About 50 representatives of organisations including the NHS, Royal British Legion, Scouts and Guides lined the path through the cemetery, on the outskirts of Keighley.
Sir Tom's two daughters – Hannah Ingram-Moore and Lucy Teixeira – two of his grandchildren and his sons-in-law chatted and shared stories with those on the honour guard as they walked from their cars to the grave, just a few yards from Riddlesden's war memorial.

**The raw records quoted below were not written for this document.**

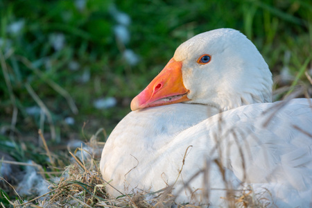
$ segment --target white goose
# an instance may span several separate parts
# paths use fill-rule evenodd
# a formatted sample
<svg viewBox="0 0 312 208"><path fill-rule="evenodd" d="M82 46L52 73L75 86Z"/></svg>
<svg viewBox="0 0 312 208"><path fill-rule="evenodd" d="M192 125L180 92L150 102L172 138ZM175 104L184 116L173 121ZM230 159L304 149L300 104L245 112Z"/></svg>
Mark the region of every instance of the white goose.
<svg viewBox="0 0 312 208"><path fill-rule="evenodd" d="M110 135L103 178L124 193L173 185L177 202L223 206L239 195L225 190L249 186L269 206L311 206L311 100L272 103L272 84L263 58L239 31L193 37Z"/></svg>

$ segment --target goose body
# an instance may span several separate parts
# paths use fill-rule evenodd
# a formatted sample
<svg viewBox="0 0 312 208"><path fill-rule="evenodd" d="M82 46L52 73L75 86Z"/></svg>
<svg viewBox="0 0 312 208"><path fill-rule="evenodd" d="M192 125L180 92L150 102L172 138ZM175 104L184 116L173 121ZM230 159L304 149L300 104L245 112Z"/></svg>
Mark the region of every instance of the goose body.
<svg viewBox="0 0 312 208"><path fill-rule="evenodd" d="M272 83L239 31L211 31L181 44L104 147L108 192L173 186L177 202L224 206L249 187L269 205L311 206L311 100L270 103Z"/></svg>

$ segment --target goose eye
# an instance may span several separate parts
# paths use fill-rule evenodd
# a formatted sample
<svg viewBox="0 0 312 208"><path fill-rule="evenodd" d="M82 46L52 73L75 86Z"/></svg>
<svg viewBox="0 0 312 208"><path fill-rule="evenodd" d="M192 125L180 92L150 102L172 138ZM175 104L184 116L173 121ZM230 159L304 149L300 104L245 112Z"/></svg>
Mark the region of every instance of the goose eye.
<svg viewBox="0 0 312 208"><path fill-rule="evenodd" d="M211 59L211 57L210 55L208 54L204 54L202 56L198 58L197 60L197 62L200 64L206 64L210 62L210 60Z"/></svg>

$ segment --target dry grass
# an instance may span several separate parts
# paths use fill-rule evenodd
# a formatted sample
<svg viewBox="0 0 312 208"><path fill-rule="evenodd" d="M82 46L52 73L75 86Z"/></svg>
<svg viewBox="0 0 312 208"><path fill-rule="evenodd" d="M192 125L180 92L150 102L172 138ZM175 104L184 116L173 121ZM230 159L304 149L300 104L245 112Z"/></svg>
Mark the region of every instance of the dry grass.
<svg viewBox="0 0 312 208"><path fill-rule="evenodd" d="M176 205L174 202L175 197L171 194L171 187L154 193L121 193L117 198L111 198L105 191L105 187L110 185L109 182L102 178L98 168L99 161L95 159L98 157L98 150L101 153L103 144L97 142L95 138L93 136L85 147L77 148L73 153L69 152L73 162L62 173L58 180L55 182L55 178L48 180L50 191L28 201L23 201L19 196L19 200L10 201L11 205L14 207L169 207L173 205L177 207L202 207L191 204ZM221 173L223 172L222 168ZM42 173L42 168L37 170L38 173ZM207 173L207 170L204 168L194 177L200 174L205 175L205 173ZM9 184L8 182L7 184ZM231 187L231 184L228 187ZM14 187L12 187L12 189L14 189ZM235 191L236 195L232 191L229 190L232 196L227 198L229 207L266 207L265 203L257 199L259 197L254 196L250 189ZM209 205L206 206L209 207Z"/></svg>
<svg viewBox="0 0 312 208"><path fill-rule="evenodd" d="M299 90L299 89L298 89ZM293 96L297 96L298 94L305 95L309 98L308 90L306 88L293 92L290 98ZM286 99L287 100L287 99ZM289 99L288 99L289 100ZM287 102L285 103L285 104ZM275 109L272 109L272 112L277 112L283 106L275 105ZM273 113L274 114L274 113ZM220 123L224 121L220 118ZM264 123L264 125L269 125L270 118ZM294 126L299 130L302 130L300 127ZM18 200L15 201L8 200L12 207L168 207L175 206L177 207L202 207L196 205L186 204L177 205L174 200L175 196L171 193L172 187L168 187L164 189L153 193L141 192L132 195L123 194L117 198L112 198L106 192L105 187L110 186L110 182L105 181L101 175L99 170L99 158L103 146L103 142L98 142L96 139L97 135L103 132L103 129L99 130L96 134L92 137L89 141L85 144L84 147L77 148L73 153L69 150L69 153L71 156L71 164L68 166L64 171L61 172L61 176L59 177L52 178L48 180L50 186L49 189L50 191L48 193L34 198L28 201L24 201L13 186L6 181L3 178L0 178L0 181L4 181L4 184L11 187L17 193ZM304 134L306 133L302 130ZM45 144L45 139L40 131L39 132L43 144ZM105 133L105 132L104 132ZM221 135L221 132L219 132ZM229 132L229 133L238 133ZM311 135L307 135L312 137ZM234 136L235 137L235 136ZM216 149L221 148L216 146ZM46 155L50 158L51 164L53 166L55 159L53 155L51 154L49 148L44 145ZM220 150L222 152L222 150ZM224 153L229 154L229 153ZM220 155L220 157L222 155ZM243 155L241 155L242 157ZM59 173L60 172L55 171L57 168L51 166L51 170L54 172L47 172L44 171L42 167L39 164L17 163L15 162L10 162L1 160L1 162L16 164L19 165L33 166L37 167L37 173L44 175L50 175L53 173ZM224 175L225 164L222 164L222 160L216 159L213 161L219 167L220 174ZM243 163L244 162L243 161ZM242 164L244 166L244 164ZM181 171L183 166L181 167ZM188 186L191 180L198 177L202 176L204 180L205 176L208 175L209 166L204 167L202 170L194 175L194 177L189 182L186 182L185 186ZM223 177L223 182L227 184L227 207L271 207L274 206L270 202L272 195L268 190L263 189L261 193L255 193L251 187L246 187L241 190L234 190L233 185L229 181L227 181L225 177ZM207 196L209 198L209 192L213 191L207 187L207 190L202 190L204 196ZM0 205L0 207L4 207L3 205ZM205 205L205 207L209 207L209 205Z"/></svg>

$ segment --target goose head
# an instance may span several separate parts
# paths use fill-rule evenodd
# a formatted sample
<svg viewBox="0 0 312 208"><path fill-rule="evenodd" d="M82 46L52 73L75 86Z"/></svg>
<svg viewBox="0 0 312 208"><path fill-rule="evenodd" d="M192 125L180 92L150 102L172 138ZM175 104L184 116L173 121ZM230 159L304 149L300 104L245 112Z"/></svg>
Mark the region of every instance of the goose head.
<svg viewBox="0 0 312 208"><path fill-rule="evenodd" d="M131 102L131 110L183 102L227 110L271 102L272 73L242 33L220 28L182 43L173 58Z"/></svg>

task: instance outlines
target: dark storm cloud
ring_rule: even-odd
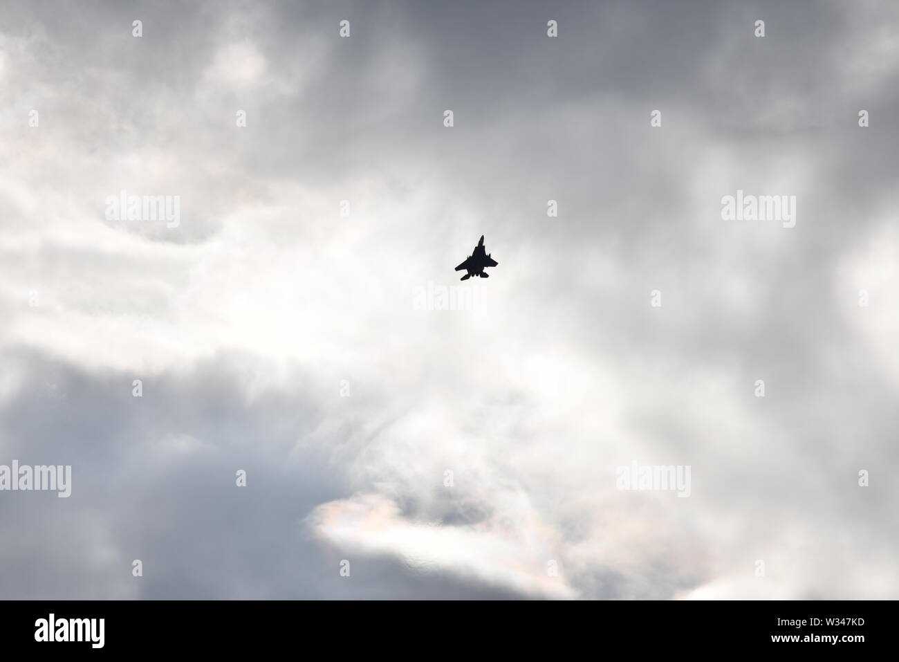
[[[895,595],[895,8],[3,16],[0,462],[75,491],[4,495],[0,594]],[[106,222],[121,189],[181,195],[182,227]],[[797,226],[722,220],[737,189],[797,195]],[[480,234],[485,316],[413,314]],[[616,492],[635,458],[691,464],[693,496]]]

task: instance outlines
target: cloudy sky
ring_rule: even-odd
[[[0,492],[0,596],[899,596],[897,35],[886,1],[4,2],[0,464],[72,495]]]

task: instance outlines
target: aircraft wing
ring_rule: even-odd
[[[461,264],[459,264],[458,267],[456,267],[456,271],[461,271],[462,269],[467,269],[469,264],[471,264],[471,256],[470,255],[465,259],[465,262],[463,262]]]

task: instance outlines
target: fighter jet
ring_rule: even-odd
[[[466,258],[466,261],[456,267],[456,271],[462,271],[465,269],[467,273],[466,273],[459,280],[467,281],[472,276],[480,276],[481,278],[488,278],[487,273],[485,273],[485,267],[496,266],[499,263],[490,256],[490,254],[486,253],[484,248],[484,235],[481,235],[481,240],[477,242],[477,246],[475,246],[475,252]]]

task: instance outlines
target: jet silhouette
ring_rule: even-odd
[[[475,252],[468,255],[465,262],[456,267],[456,271],[458,272],[465,269],[468,272],[459,279],[460,281],[467,281],[472,276],[488,278],[489,276],[484,272],[485,267],[496,266],[498,264],[496,260],[485,252],[484,248],[484,235],[481,235],[481,240],[475,246]]]

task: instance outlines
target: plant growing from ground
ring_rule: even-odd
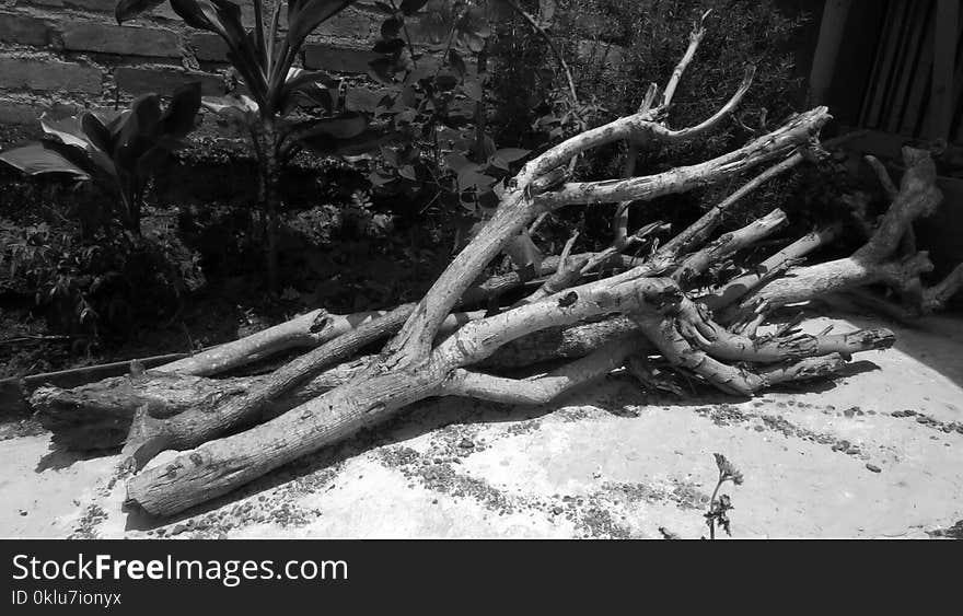
[[[123,23],[165,0],[120,0]],[[278,283],[278,211],[282,206],[280,174],[301,148],[322,154],[357,152],[370,147],[368,119],[345,112],[337,84],[323,71],[294,66],[308,36],[355,0],[277,0],[265,21],[260,0],[254,1],[254,30],[244,27],[241,8],[229,0],[171,0],[188,26],[212,32],[228,45],[228,60],[247,94],[205,97],[204,105],[247,130],[258,164],[258,205],[266,217],[267,275]],[[287,30],[281,12],[287,7]]]
[[[79,345],[171,316],[202,283],[198,256],[164,229],[84,237],[73,221],[0,219],[0,290],[32,297],[32,312]]]
[[[490,9],[465,0],[375,4],[385,20],[369,73],[386,93],[374,113],[399,139],[381,149],[372,184],[421,195],[424,209],[494,207],[529,150],[499,148],[486,130]]]
[[[116,196],[109,208],[128,231],[140,234],[148,184],[167,155],[183,146],[200,108],[200,84],[176,90],[161,108],[156,94],[124,111],[83,112],[66,119],[40,116],[46,139],[0,153],[0,161],[30,175],[66,173]]]
[[[729,528],[729,511],[733,509],[732,499],[729,495],[720,495],[719,489],[726,481],[732,481],[736,486],[741,486],[743,481],[742,473],[732,465],[729,460],[721,453],[713,453],[716,456],[716,466],[719,467],[719,478],[716,481],[716,489],[712,490],[712,498],[709,499],[709,510],[705,514],[706,525],[709,526],[709,538],[716,538],[716,526],[719,526],[730,537],[732,532]]]

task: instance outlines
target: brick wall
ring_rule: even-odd
[[[235,1],[245,25],[253,25],[252,0]],[[185,26],[166,3],[117,25],[115,3],[0,0],[0,125],[25,128],[45,111],[113,107],[195,80],[205,94],[224,93],[229,65],[217,35]],[[382,19],[370,2],[345,10],[309,39],[305,66],[360,77]],[[352,95],[368,93],[362,89]],[[213,128],[209,125],[202,133]]]

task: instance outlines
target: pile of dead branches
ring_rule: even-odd
[[[661,96],[652,84],[636,114],[567,139],[525,164],[491,219],[417,304],[348,316],[316,310],[155,370],[73,390],[37,390],[34,408],[67,445],[123,445],[128,504],[170,515],[431,396],[543,404],[620,368],[660,386],[658,362],[751,396],[777,383],[829,376],[851,353],[891,346],[894,337],[885,329],[814,336],[794,322],[767,335],[759,327],[780,306],[847,287],[885,283],[921,310],[932,310],[959,288],[959,270],[931,289],[919,281],[931,265],[912,246],[910,224],[941,200],[926,152],[905,151],[898,187],[881,176],[892,204],[878,221],[867,221],[866,244],[851,256],[801,265],[838,233],[817,229],[708,288],[697,283],[700,275],[787,222],[786,213],[774,209],[742,229],[716,233],[746,194],[823,153],[817,135],[829,119],[825,107],[699,164],[642,176],[629,164],[624,178],[569,181],[571,161],[594,148],[618,140],[630,142],[633,152],[680,143],[727,119],[750,88],[752,71],[712,117],[688,128],[666,125],[701,36],[699,26]],[[668,241],[655,241],[668,226],[658,221],[627,229],[635,204],[747,172],[752,179]],[[479,281],[500,253],[532,241],[529,229],[539,217],[600,204],[620,204],[610,248],[571,254],[569,242],[559,256],[530,264],[527,276],[519,270]],[[530,291],[523,299],[503,301],[522,289]],[[479,305],[487,311],[471,312]],[[390,336],[379,355],[359,357]],[[294,348],[304,353],[270,374],[216,377]],[[546,362],[553,368],[533,368],[527,377],[503,372]],[[165,450],[183,453],[148,465]]]

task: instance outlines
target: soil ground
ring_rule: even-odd
[[[833,383],[741,402],[646,394],[627,376],[547,407],[429,400],[173,520],[121,511],[118,456],[49,451],[28,420],[0,428],[5,537],[615,537],[707,535],[713,452],[732,536],[953,536],[963,523],[963,318],[889,326]],[[156,462],[166,460],[161,456]]]

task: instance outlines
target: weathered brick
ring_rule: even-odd
[[[321,24],[314,34],[332,38],[371,40],[379,36],[381,21],[368,13],[346,9]]]
[[[50,42],[50,28],[30,15],[0,13],[0,40],[43,47]]]
[[[119,67],[114,71],[114,81],[120,90],[129,94],[169,94],[192,81],[200,81],[200,91],[205,95],[224,93],[223,80],[217,74],[173,68]]]
[[[199,32],[190,36],[190,45],[197,51],[197,59],[204,62],[228,61],[228,44],[217,34]]]
[[[63,47],[77,51],[98,51],[120,56],[181,56],[177,34],[155,27],[107,25],[94,22],[69,25],[63,30]]]
[[[309,44],[304,47],[304,63],[311,69],[334,72],[368,72],[368,62],[380,57],[371,49],[352,49],[333,45]]]
[[[40,0],[49,2],[51,0]],[[97,11],[101,13],[113,13],[117,7],[116,0],[54,0],[61,1],[65,7],[74,7],[77,9],[85,9],[88,11]]]
[[[384,92],[368,88],[349,88],[345,95],[345,106],[360,112],[373,112],[378,102],[384,98]]]
[[[0,85],[11,90],[101,92],[101,71],[73,62],[0,58]]]
[[[77,105],[55,103],[38,105],[20,101],[0,101],[0,124],[34,124],[44,112],[53,112],[58,116],[77,113]]]

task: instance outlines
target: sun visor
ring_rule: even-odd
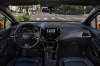
[[[39,4],[38,0],[0,0],[4,5],[35,5]]]
[[[71,5],[98,5],[100,0],[0,0],[4,5],[35,5],[56,6],[61,4]]]

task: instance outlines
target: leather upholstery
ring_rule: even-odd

The Lord Lieutenant of West Yorkshire Ed Anderson greeted Captain Sir Tom's family and Keighley Town Chaplain the Reverend Dr Jonathan Pritchard conducted a short service at the graveside as his ashes were placed in the ground.
In line with Sir Tom's wishes, his family had the words "I told you I was old" engraved on the 7ft-high family memorial stone above the grave, under a silhouette image of the 100-year-old former Army officer.
Rev Pritchard said: "This is the most immense privilege to be here serving in this way in this last living act for Captain Sir Tom Moore, here in Keighley.
"He was an extraordinary man who's made a real significant difference in the life of our nation.
"He's lifted our spirits and raised our vision about what is possible," he added.
As well as the emergency services, more than a dozen organisations were represented at the cemetery including Keighley Healthy Living, the Keighley and Worth Valley Railway, Keighley Cougars Rugby Club and the Bangladeshi Community Association.
The event was distinctly low-key in contrast to Sir Tom's funeral earlier this year which, despite his close family being the only mourners due to COVID restrictions, featured a fly-past and the military honour of a firing party.
Rev Pritchard said the family told him Sir Tom would have wanted just a simple service, and Monday's ceremony lasted about 15 minutes.
Cover image: Close-up of the gravestone on the family grave where Captain Sir Tom Moore's ashes were buried (Picture: PA/Alamy).